HBR: So what is Red Auerbach's secret recipe for creating America's most successful sports franchise?
AUERBACH: I think it all stems from the fact that the players' livelihoods depend on their contribution toward the Celtics, not toward themselves. And after a while they believe in this.
Take Bill Walton. He contacted me when he was a free agent and asked if I could possibly get him. So I asked him why he wanted to play with the Celtics. He said it was not only because we had a team that was a contender and he could get along tremendously with the guys we had. On top of that, the Celtics' chemistry and reputation made it a team he'd always dreamed of playing for--which I felt was very kind. In fact, when he was with San Diego, he came up here to my office to see me. He wanted some Celtics T-shirts for his kids because to him this was what a sports franchise should be.
So it worked out that we got him. And one day he told me that he was down in the dumps. I asked him what was wrong, and he said he didn't feel like he was contributing to the team. I told him, "Of course you're contributing." "But I'm not scoring," he said. "That's the trouble with you," I said. "You're worried about statistics."
I told him that we didn't care about what he scored. All we were interested in was what he contributed.
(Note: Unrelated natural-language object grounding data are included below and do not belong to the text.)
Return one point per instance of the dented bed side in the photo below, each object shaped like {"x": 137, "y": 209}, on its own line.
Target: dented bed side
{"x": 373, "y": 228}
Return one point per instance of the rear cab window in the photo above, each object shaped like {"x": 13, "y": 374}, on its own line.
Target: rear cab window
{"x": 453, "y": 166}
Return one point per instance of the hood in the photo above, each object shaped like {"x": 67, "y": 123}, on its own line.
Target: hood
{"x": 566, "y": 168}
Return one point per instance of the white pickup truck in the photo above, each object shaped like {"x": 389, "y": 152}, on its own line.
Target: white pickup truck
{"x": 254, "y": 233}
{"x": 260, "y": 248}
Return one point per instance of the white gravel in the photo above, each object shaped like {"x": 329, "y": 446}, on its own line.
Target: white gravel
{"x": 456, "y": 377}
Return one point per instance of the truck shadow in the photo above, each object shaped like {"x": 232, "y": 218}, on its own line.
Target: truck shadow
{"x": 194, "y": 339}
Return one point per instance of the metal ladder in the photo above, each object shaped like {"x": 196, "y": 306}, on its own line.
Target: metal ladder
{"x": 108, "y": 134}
Did he roll down? Did he play defense? Did he run the court? Did he pass?
He asked, "You mean you really don't care about scoring?" I told him, "Not at all. It won't affect you one iota."
You could see his face light up. And from that point on, he was a different guy. He was always great to begin with, but this made him even better. He became loose. And he never looked to see what he scored. All he looked at was, did we win. And it was "we," not "I."